In our last interaction, we focused on the life of “Dismissive Danny”, and the tragic struggle that comes from living a life with minimal awareness of what happens in our lives matters, leaving us to follow rules above the value of relationships. We looked at the importance of ‘coming alive’, and practical ways to move in that direction.
Let us now shift our focus to “Distracted David.”
SNAPSHOT: DISMISSIVE ATTACHMENT PATTERN
“Distracted/ Anxious David”
David has a strong desire to relate well and care about those in his life. Whichever person or event is the most demanding is the one that grabs his attention. He lives with ‘the squeaky wheel gets the oil” syndrome. People do know they are important to him when a crisis occurs, but if nothing urgent is being presented to David, they may not know his true response. Due to the crises of the moment, responsibilities often are not taken care of, which results in frustration with him by others.
When David has a need in his own life, he is distracted from his life responsibilities as he seeks someone to meet his need. When he has found someone, he tends to become overly dependent for a period of time, being paralyzed and not functioning as he wishes. These adults often have a secret. Although David feels guilty and has tried repeatedly to stop, he continues to be drawn to pornography (or food, television, alcohol, compulsive reading, drugs, nicotine….) He tries to remind himself that he will hate himself later, but the urge for the personal excitement, both physically and emotionally, is stronger than his self-discipline. The day’s most barren of personal affirmation and tenderness are the ones he most often gives in to his addiction. His life is governed by chaos more than by his values and goals.

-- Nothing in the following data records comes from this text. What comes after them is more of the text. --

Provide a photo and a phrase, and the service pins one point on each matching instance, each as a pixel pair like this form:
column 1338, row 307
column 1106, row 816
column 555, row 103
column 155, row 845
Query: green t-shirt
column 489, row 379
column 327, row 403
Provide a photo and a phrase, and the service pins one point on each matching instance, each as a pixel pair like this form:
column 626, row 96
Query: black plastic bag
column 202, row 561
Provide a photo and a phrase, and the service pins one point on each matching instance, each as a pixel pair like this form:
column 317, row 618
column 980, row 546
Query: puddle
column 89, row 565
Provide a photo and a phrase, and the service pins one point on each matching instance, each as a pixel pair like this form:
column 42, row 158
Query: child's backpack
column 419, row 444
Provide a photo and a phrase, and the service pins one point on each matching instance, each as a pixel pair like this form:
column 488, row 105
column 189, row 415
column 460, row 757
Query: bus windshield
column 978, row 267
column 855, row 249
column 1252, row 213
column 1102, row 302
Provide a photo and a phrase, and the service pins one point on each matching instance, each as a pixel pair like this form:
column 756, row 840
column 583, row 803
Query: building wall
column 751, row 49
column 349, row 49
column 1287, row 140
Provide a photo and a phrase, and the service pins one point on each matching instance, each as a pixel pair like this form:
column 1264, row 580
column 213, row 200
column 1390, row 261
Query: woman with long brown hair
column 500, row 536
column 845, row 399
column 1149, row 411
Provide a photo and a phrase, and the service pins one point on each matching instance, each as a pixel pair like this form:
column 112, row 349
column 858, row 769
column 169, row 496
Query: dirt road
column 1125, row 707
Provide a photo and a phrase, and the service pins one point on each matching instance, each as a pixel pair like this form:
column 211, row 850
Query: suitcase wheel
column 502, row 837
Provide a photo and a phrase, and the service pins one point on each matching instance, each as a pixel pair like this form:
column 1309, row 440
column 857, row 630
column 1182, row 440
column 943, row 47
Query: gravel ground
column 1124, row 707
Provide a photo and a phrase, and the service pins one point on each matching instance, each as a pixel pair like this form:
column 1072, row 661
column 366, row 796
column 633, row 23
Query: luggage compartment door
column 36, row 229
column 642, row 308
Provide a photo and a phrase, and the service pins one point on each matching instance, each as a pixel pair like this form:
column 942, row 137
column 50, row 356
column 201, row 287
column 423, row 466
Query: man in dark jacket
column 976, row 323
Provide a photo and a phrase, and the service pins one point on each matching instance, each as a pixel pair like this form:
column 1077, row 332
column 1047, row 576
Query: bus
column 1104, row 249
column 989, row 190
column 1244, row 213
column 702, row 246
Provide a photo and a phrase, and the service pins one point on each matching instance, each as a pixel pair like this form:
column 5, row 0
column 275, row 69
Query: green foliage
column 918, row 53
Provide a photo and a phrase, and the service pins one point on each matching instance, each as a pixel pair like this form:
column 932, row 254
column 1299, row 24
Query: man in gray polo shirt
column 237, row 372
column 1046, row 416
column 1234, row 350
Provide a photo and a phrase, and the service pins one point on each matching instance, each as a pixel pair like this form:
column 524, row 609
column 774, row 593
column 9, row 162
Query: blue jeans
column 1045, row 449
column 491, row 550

Description of Upbringing:
David’s parents truly desired to give their child the attention and love needed; yet they were often distracted from doing so by other issues in life that riveted their emotional attention. Whatever situation had the most emotional intensity determined their focus. This inconsistency in availability, sensitivity, perceptivity and effectiveness left David with a sense of uncertainty, giving him an urgent and constant need for comfort from external interactions. At times, his parents remembered their desire to love their child without tuning in to his specific needs at the time. This lack of sensitivity resulted in emotionally engulfing David. He felt overwhelmed and anxious regarding future interactions. Internally David was consumed with and driven by emotional doubts of one form or another. (Am I loved? Will the person leave me? Am I going to be rejected? Will their need to love me drown my needs for timely synchronization?) Along with this undercurrent, David was a very caring child who gravitated to the ‘underdogs’ and he received great appreciation from those he helped. He learned this was a great way to receive the attention he craved.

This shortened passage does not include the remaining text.